How to get to The Rose Hotel: 52-54 Cleveland Street, Chippendale NSW 2008

How to get to The Bearded Tit: 183 Regent Street, Redfern NSW 2016

How to get to the Union Hotel: 576 King Street, Newtown NSW 2042

Marble Bar: Week 210

Marble Bar: Sydney, Australia

There is something about old, soft marble that is so incredible appealing to me. The marble floors were the first thing I noticed when I inspected my current house. I’m not sure if it’s the original flooring, but a lifetime of foot traffic has left the surface smooth and as cool to the touch as a puddle of water.

I actually wish all the flooring in the house was marble. How delicious it would feel in the middle of a heat wave, how much quieter it would be than the squeaky wood planks in the dining room.

Marble Bar: Sydney, Australia

That’s kind of how Marble Bar feels- like a cool, dark sanctuary. It was originally constructed in 1893 with the finest Belgian and African marbles and financed through a horseracing sweepstakes. Originally known as the George Adams Bar, it was closed in 1968 and reopened five years later after being painstakingly reconstructed inside the Sydney Hilton.

One hundred and twenty-two years ago, it would have been the finest bar in the colony to escape to from a hot summer’s day. I could just imagine men in top hats twirling their moustaches and swirling their brandies. Nowadays, Marble Bar attracts celebratory office workers and tourists. The drinks are definitely priced more for the tourist end of that spectrum though.

Marble Bar: Sydney, Australia

At the end of the day I usually prefer a bargain, but it is nice to occasionally slip into something a bit more luxurious. For some people that might mean a Chanel dress. For me it means 100 tons of National Trust of Australia “A”-rated marble.

How to get to Marble Bar: LB1, Hilton Sydney Hotel, 488 George Street, Sydney NSW 2000

The Rocks Village Bizarre – Week 144

A street magician at The Rocks Village Bizarre: Sydney, Australia

“Gather round folks,” an enthusiastic woman called out to the crowd. One of her front teeth was blacked out and the intonation of her voice seemed oddly antiquated. “Be prepared to see something of the likes you have never seen before. Folks, this one of a kind show is free and truly of the most remarkable order. ”

Barret and I moved in closer with the rest of the curious onlookers and waited for the thick velvet curtain to be drawn. Behind it was an alley with a carpet spread across the cobblestone ground. For some reason the five minute show reminded me of a sly merchant from the Victorian era; all hype and showmanship without actually delivering. You want an elixir to magically cure your gout? Take this cloudy tonic that gives you diarrhea. You want a magic show? Here’s a slight slight-of-hand.

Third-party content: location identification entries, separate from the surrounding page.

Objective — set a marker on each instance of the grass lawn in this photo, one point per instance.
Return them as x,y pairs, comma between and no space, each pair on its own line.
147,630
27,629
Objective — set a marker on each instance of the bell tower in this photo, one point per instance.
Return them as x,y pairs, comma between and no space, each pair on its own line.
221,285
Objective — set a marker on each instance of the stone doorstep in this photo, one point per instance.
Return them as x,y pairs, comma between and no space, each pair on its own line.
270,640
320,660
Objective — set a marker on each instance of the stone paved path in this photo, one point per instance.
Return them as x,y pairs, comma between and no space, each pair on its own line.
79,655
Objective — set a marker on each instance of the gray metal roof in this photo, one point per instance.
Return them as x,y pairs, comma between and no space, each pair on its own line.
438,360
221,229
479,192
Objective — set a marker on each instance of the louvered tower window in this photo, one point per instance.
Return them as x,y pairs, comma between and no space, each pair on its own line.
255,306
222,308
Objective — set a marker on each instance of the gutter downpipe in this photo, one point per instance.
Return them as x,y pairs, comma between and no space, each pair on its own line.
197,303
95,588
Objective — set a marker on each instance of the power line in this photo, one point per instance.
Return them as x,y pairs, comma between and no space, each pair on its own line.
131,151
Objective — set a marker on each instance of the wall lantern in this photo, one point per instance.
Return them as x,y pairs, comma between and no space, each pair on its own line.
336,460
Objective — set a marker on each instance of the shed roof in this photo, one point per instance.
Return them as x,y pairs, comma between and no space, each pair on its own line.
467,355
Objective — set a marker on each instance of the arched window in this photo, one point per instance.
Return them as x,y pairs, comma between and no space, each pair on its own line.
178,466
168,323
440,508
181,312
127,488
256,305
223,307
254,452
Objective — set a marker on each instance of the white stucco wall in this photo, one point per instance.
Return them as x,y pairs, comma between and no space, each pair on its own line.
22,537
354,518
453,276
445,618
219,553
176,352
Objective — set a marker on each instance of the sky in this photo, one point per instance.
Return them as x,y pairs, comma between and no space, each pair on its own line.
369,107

A Hole in the Sky pop-up bar at The Rocks Village Bizarre: Sydney, Australia

Every Friday from November 1st– December 20th The Rocks, one of the oldest neighborhoods in Sydney, turned into a sideshow-esque bizarre. The cobbled precinct was filled with curiosities inspired by yesteryear: speakeasys, fortune tellers, and the Push Gangs that ran the streets in the 1880s.

After the dubious magician, Barret and I strolled through the market and past girls in flapper costumes. We picked up a black and white patterned mask and continued down George Street. There were white feathers painted on the sidewalk that led to a pop-up bar called Hole in the Sky, admission by mask only.

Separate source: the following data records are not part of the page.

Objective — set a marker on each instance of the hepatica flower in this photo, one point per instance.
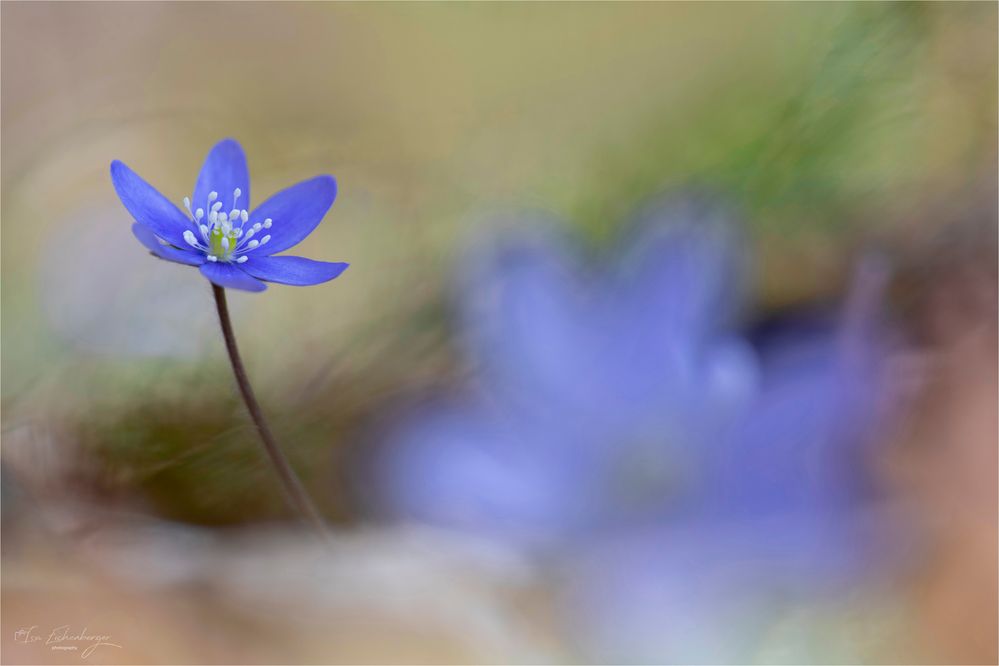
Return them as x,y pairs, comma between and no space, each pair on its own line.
232,245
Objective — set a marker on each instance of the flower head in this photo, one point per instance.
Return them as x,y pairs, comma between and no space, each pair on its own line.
231,245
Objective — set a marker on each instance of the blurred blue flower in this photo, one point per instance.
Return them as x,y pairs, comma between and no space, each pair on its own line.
231,246
626,396
688,471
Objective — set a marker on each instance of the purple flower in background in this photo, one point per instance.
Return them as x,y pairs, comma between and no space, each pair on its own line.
688,472
625,396
230,245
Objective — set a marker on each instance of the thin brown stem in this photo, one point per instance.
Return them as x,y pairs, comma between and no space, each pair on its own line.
294,491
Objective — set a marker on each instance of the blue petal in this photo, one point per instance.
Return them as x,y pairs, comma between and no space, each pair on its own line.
683,269
149,206
227,275
465,469
296,271
296,211
224,170
149,239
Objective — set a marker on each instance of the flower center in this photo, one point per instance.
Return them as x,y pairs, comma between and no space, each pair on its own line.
224,236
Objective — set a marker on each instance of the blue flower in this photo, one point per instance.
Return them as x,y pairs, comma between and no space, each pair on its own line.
231,246
689,473
627,397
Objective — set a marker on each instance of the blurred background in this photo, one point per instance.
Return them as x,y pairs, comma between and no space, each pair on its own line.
137,503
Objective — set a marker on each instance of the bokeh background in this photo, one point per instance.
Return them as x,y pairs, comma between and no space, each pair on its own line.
136,500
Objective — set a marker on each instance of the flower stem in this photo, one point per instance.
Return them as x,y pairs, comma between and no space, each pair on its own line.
294,491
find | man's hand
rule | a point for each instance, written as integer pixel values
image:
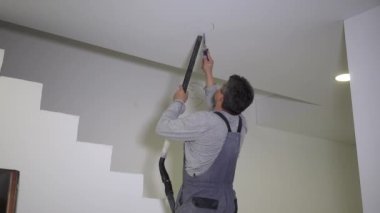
(180, 95)
(207, 65)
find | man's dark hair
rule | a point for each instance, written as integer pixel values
(238, 95)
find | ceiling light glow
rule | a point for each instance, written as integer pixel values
(343, 77)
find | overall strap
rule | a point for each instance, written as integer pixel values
(228, 124)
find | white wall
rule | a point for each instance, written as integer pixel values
(120, 98)
(57, 173)
(363, 49)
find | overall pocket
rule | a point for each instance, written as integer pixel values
(205, 203)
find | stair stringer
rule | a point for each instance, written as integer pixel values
(58, 173)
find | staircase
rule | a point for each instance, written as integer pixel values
(59, 174)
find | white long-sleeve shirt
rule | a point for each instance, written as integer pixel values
(203, 132)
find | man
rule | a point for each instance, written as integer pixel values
(212, 141)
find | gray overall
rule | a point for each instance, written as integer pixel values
(213, 190)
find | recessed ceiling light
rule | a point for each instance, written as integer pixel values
(343, 77)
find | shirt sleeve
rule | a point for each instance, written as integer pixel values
(186, 128)
(209, 95)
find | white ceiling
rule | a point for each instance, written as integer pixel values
(290, 48)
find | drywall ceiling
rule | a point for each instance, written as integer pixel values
(290, 48)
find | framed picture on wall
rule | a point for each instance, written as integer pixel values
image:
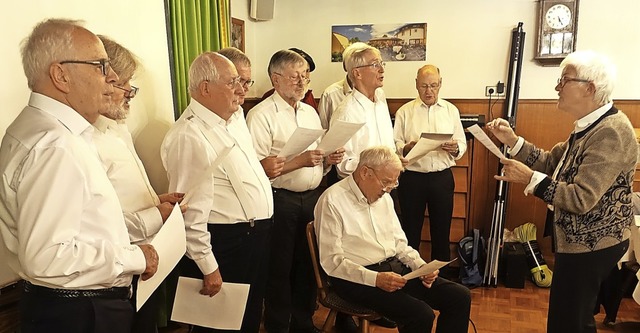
(237, 33)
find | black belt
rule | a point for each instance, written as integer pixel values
(257, 224)
(391, 264)
(109, 293)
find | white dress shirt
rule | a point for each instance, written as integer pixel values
(58, 212)
(187, 156)
(377, 129)
(415, 118)
(129, 178)
(353, 234)
(330, 99)
(271, 123)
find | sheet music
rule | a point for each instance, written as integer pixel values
(338, 135)
(223, 311)
(299, 141)
(479, 134)
(427, 269)
(171, 244)
(427, 143)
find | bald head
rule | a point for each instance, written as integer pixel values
(214, 83)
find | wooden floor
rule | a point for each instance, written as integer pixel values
(503, 309)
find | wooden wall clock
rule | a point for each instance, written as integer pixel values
(557, 30)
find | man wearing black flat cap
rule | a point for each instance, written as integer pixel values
(308, 96)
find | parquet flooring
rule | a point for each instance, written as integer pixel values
(502, 309)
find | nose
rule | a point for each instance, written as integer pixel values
(111, 77)
(558, 87)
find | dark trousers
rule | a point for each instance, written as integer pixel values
(144, 320)
(432, 190)
(574, 289)
(412, 306)
(74, 315)
(291, 291)
(242, 253)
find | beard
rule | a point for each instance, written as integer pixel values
(118, 112)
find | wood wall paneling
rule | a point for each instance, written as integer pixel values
(538, 121)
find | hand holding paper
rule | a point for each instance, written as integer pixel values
(479, 134)
(427, 269)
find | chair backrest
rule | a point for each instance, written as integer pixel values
(321, 276)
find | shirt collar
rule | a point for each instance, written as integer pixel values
(281, 104)
(421, 102)
(356, 190)
(586, 121)
(208, 116)
(103, 123)
(66, 115)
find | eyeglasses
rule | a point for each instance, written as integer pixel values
(563, 80)
(378, 65)
(234, 81)
(433, 86)
(103, 63)
(386, 186)
(296, 79)
(128, 93)
(246, 83)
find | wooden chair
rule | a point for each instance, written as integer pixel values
(328, 298)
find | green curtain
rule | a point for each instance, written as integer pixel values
(196, 26)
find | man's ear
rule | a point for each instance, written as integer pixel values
(59, 77)
(203, 88)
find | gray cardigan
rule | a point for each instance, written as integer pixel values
(592, 195)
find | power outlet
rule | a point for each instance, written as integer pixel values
(493, 91)
(490, 91)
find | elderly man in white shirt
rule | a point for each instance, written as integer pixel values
(57, 217)
(428, 183)
(144, 211)
(290, 298)
(366, 104)
(365, 253)
(208, 154)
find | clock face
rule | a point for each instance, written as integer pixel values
(558, 16)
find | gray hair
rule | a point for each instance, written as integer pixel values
(378, 157)
(353, 56)
(202, 68)
(50, 41)
(282, 58)
(596, 68)
(122, 61)
(236, 56)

The front room, where the DJ and bar were located, was relatively empty. However, there were quite a few people tucked into the warren of minimalistic rooms. The moment we made it upstairs I felt like I had crashed a house party.

A Hole in the Sky pop-up bar at The Rocks Village Bizarre: Sydney, Australia

The room fronting George Street was inspired by clouds but had an industrial edge. The chandelier was made with packing material and the short stools were loosely wrapped in plastic cording. I could feel the crunch of white Astro Turf underfoot.

While Barret and I sipped our wine, the strobe light in the corner slid a pale pink wash across the room. It must have been sunset in the clouds; what a curious world indeed.